Salih As. 3 yaşlarına gelince peygamberlikle görevlendirildi. Zira kavmi kötü yola sapmış. Putlara tapar olmuş, her türlü kötülük almış yürümüştü.
“Semud kavmine de kardeşleri Salih’i gönderdik. Salih dedi ki: Ey kavmim! Tanrıya tapın, ondan başka sizin için tapacak yoktur. O, sizi yerden peyda etmiş sizi orada muammer kılmıştır. Artık ondan bağışlanmak dileyin, sonra ona tövbe edin.
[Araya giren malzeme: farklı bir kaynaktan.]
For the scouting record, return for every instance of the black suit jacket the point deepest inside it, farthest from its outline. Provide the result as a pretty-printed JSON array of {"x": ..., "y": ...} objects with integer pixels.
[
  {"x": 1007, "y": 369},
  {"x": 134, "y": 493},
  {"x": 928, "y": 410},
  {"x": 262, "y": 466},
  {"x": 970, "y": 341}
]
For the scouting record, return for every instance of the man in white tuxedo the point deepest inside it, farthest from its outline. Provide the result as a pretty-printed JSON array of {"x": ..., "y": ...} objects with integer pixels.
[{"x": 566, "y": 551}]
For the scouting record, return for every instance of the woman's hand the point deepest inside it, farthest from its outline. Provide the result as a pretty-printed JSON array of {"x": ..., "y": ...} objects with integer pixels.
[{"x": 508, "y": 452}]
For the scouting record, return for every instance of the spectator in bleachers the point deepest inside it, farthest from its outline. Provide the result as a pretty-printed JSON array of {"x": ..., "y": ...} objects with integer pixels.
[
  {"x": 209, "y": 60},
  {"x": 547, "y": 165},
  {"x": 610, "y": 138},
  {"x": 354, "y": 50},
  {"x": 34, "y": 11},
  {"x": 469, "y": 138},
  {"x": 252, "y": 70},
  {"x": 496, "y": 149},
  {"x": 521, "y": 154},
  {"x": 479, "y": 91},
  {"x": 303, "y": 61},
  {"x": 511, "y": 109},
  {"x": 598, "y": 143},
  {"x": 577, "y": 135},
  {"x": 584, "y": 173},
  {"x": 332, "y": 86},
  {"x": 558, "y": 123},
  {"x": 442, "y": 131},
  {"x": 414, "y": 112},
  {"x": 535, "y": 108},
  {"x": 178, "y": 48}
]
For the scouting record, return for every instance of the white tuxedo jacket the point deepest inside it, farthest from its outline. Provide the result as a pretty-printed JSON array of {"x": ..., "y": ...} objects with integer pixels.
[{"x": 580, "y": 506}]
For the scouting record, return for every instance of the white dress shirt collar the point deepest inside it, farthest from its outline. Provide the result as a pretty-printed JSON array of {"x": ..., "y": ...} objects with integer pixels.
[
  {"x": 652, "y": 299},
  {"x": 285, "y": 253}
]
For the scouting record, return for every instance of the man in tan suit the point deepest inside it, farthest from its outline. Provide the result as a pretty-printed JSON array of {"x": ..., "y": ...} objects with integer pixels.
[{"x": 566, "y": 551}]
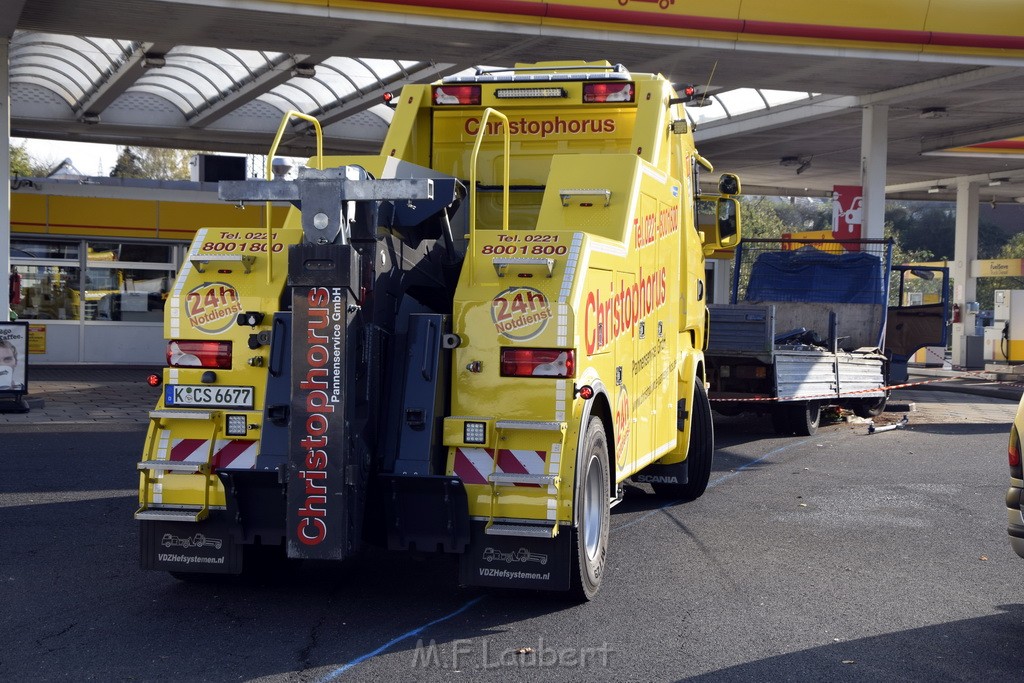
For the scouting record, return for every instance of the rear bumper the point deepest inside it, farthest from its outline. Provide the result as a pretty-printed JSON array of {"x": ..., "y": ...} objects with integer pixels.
[{"x": 1015, "y": 520}]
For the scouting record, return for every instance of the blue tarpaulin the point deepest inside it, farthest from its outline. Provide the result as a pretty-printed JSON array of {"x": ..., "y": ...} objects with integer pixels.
[{"x": 810, "y": 274}]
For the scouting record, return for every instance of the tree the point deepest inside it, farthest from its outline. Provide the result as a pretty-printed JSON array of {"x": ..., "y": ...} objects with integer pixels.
[
  {"x": 128, "y": 165},
  {"x": 154, "y": 163},
  {"x": 25, "y": 165},
  {"x": 760, "y": 218}
]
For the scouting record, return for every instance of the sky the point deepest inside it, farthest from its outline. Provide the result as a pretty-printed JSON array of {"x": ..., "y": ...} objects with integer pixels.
[{"x": 89, "y": 158}]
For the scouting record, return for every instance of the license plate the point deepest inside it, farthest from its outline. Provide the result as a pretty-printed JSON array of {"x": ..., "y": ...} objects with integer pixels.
[{"x": 205, "y": 395}]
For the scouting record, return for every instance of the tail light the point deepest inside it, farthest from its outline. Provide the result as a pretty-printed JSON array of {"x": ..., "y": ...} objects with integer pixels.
[
  {"x": 1014, "y": 454},
  {"x": 538, "y": 363},
  {"x": 457, "y": 94},
  {"x": 199, "y": 354},
  {"x": 608, "y": 92}
]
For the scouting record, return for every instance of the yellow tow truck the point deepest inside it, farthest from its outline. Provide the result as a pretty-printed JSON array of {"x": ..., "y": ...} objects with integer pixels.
[{"x": 467, "y": 343}]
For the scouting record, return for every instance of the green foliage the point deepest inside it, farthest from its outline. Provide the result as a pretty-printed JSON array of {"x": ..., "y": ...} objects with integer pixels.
[
  {"x": 760, "y": 218},
  {"x": 25, "y": 165},
  {"x": 152, "y": 163}
]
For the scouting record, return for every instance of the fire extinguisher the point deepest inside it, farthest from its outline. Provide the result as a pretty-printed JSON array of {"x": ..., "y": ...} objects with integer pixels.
[{"x": 15, "y": 288}]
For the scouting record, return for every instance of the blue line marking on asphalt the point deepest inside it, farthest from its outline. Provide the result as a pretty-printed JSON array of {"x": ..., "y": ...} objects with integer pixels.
[
  {"x": 712, "y": 484},
  {"x": 363, "y": 657}
]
Çünkü Rabbim yakındır duayı kabul eder.” (Hud-61)
Salih As.her ne kadar kavmini doğru yola davet ettiysede onlar daima şüphe içindeydiler.
“Onlar dediler: Salih, sen bundan evvel aramızda kendinden hayır umulur bir kimseydin. Babalarımızın taptıklarına tapmayı bize yasak mı ediyorsun? Biz, bizi davet ettiğin şeyden daima şüphe içindeyiz.” (Hud-62)
Uzun mücadeleler sonunda çoğunluğunu kölelerin oluşturduğu bir grup, Salih As.’a bir bayram sabahı kendisine inananlar ile birlikte, tüm kavminin toplandığı bir panayıra katıldı. Kavmi onu güç durumda bırakmak için ondan bir mucize istediler. Salih As.ise bunu hiç istemiyordu. Çünkü kavmi mucizeyi sihir sayacak, buda onların sonu olacaktı. Fakat halk ısrar ederek kaya içinden bir deve çıkarmasını istediler. O anda Cebrail As. gelerek Salih As.’a iki rekat namaz kılmasını söyledi. Daha namaz bitmeden kayadan dişi bir deve zuhara geldi. Bu deve o güne kadar görünen develerin en güzeli idi.
“Semud kavmine de kardeşleri Salih’i gönderdik. Salih onlara dedi ki; Ey kavmim! Tanrı’ya tapın, ondan başka sizin için tapacak yoktur. Size Rabbiniz tarafından aşikar bir mucize gelmiştir. Size bir alamet olmak üzere işte Tanrı’nın dişi devesi. Siz onu bırakında Tanrı’nın yerinde ot yesin. Ona kötülükle dokunmayın, yoksa acıklı bir azaba uğrarsınız.” (A’raf-73)
Deve hangi kuyudan su içse kuyunun suyu bitiyordu. Halk telaş içinde Salih As.’dan yardım istedi.
Salih dedi ki: “İşte dişi bir deve. Su bir nöbet onun muayyen olan bir gün de sizindir. Ona suikastla dokunmayın, yoksa büyük bir günah azabı sizi çarpar.” (Şuara-155/156)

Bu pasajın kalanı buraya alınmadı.